ORTADOĞU’DA DEĞİŞEN DENGELER Mİ MISIR’I RUSYA’YA YÖNLENDİRDİ?
Mısır-Rusya ilişkilerindeki gözle görülür yükseliş, ABD’nin ekonomik ve siyasi olarak hem içerde hem Ortadoğu’da zayıfladığı bir döneme de denk geliyor. Suriye krizinde Türkiye üzerinden başarısız kalan ABD, son olarak Mısır’daki darbe sonrasında Suudi Arabistan ve BAE ile de ayrışmalar yaşadığını göstermişti.
Rusya açısından bakıldığında ise, Mısır ile ittifak Ortadoğu ve Kuzey Afrika’daki etkinliğini daha da güçlendireceğini gösteriyor.
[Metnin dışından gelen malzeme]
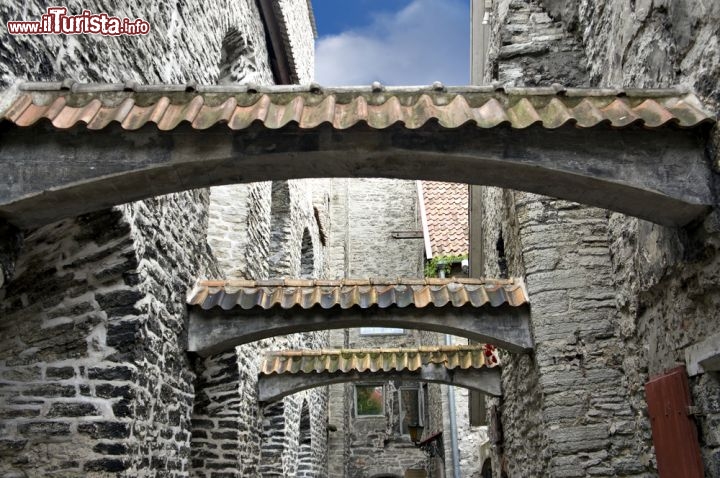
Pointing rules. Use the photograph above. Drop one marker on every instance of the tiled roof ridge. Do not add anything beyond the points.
(291, 282)
(377, 360)
(167, 106)
(365, 351)
(419, 293)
Suriye krizindeki etkin rolü ve başta Türkiye olmak üzere ABD müttefiki ülkelerin giderek zayıflaması, Rusya’nın önemini daha da arttırıyor.
Tüm bunlara ek olarak, Mısır ile Türkiye arasında Mursi’nin devrilmesi sonrası yaşanan siyasi gerilimi de dikkate almak gerekiyor. 84 milyon nüfusu ile bölgenin en büyük ülkesi olan Mısır’ın Ortadoğu’da Türkiye ile Arap dünyasına öncülük etme konusundaki rekabeti her zaman var oldu. Ayrıca, Türkiye’de AKP Hükümeti’nin Müslüman Kardeşler üzerinden Mısır’ı etki alanına alma çabası, Sisi’nin yaptığı darbe ile suya düşmüştü. Ve iki ülke arasındaki diplomatik ilişkiler kopmuş durumda.
Mısır’ın ABD’nin 2008 ekonomik krizinden bu yana dünya genelinde zayıflayan rolü, müttefiki Türkiye’de AKP hükümetinin giderek yıpranması vs gibi gerçekleri göze alarak, ekonomisi yıpranmayan ve enerji bakımından güçlü Rusya’ya yakınlaşmayı tercih etmiş olması daha olası bir durum.